On the pointwise convergence of the number of abelian varieties over $\mathbb{F}_p$ with fixed trace
Zhao Yu Ma, Jit Wu Yap, Jeff Achter, Julia Gordon
TL;DR
This paper proves the Ballini–Lombardo–Verzobio conjecture on the pointwise convergence of the distribution of the trace for genus $g$ abelian varieties over finite fields, extending Katz–Sarnak-type results to a product of local factors and the Sato–Tate measure. The authors develop a two-part strategy: (i) parametrize ordinary PPAVs by characteristic polynomials via Honda–Tate theory and establish a generic counting formula using Kottwitz’s orbital integrals, and (ii) sum these counts over all characteristic polynomials with fixed trace by employing an effective Chebotarev density theorem in families and an averaging argument for Euler products.

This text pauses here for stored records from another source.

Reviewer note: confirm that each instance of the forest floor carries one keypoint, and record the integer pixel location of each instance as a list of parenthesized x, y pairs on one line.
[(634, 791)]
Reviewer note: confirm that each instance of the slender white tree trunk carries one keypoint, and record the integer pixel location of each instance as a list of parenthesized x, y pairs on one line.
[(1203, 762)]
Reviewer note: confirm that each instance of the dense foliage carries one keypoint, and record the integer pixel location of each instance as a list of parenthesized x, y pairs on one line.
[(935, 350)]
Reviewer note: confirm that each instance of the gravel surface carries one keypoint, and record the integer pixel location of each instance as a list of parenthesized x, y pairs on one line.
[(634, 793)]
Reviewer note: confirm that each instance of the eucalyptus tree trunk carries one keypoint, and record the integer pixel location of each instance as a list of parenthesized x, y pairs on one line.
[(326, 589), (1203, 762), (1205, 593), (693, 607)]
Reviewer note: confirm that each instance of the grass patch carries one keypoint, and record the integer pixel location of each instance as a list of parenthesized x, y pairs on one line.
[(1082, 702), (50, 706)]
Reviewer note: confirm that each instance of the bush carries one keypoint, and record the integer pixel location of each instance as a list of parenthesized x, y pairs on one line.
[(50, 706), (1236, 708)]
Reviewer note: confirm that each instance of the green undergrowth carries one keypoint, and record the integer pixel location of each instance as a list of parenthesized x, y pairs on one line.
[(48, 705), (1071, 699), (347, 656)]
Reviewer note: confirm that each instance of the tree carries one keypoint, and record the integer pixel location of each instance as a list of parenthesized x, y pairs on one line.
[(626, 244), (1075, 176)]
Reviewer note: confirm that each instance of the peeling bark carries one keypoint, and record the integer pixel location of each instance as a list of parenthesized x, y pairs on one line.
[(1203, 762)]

They provide a detailed treatment of archimedean and non-archimedean local factors, including ratios of local zeta functions, stabilization phenomena for mod $l^k$ counts, and bounds for discriminants, all of which enable an $L^1$ convergence result and, in particular, consequences for genus $2$ and $3$ curves via the Torelli map. The work combines deep number-field techniques (Hilbert irreducibility, Chebotarev in families) with automorphic–geometric tools (Kottwitz’s framework, stable orbital integrals) to achieve explicit Euler-product expressions that converge to the predicted Sato–Tate-type limit. This advances our understanding of pointwise distributions in moduli spaces of abelian varieties and has direct implications for statistics of genus $2$ and $3$ curves over large finite fields. The results provide a robust framework for extending pointwise Katz–Sarnak-type refinements to higher-dimensional moduli, with explicit rates and a clear path to further generalizations.
Abstract
Extending Katz-Sarnak heuristics, Ballini-Lombardo-Verzobio [BLV25] conjectures a limiting distribution as $p \to \infty$ for $\# A_g(\mathbb F_p,t)$, the number of $g$-dimensional PPAVs over $\mathbb F_p$ with trace $t$, as a product of natural local factors $v_\ell(t)$ for non-archimedean places $\ell$ and the Sato-Tate measure $\text{ST}_g$ corresponding to $\infty$. We prove that their conjecture is true for all $g$. As a consequence, we obtain analogous results on the distribution of curves of genus $2$ and $3$, answering questions of Bergström-Howe-García-Ritzenthaler [BHLR24] and [BLV25].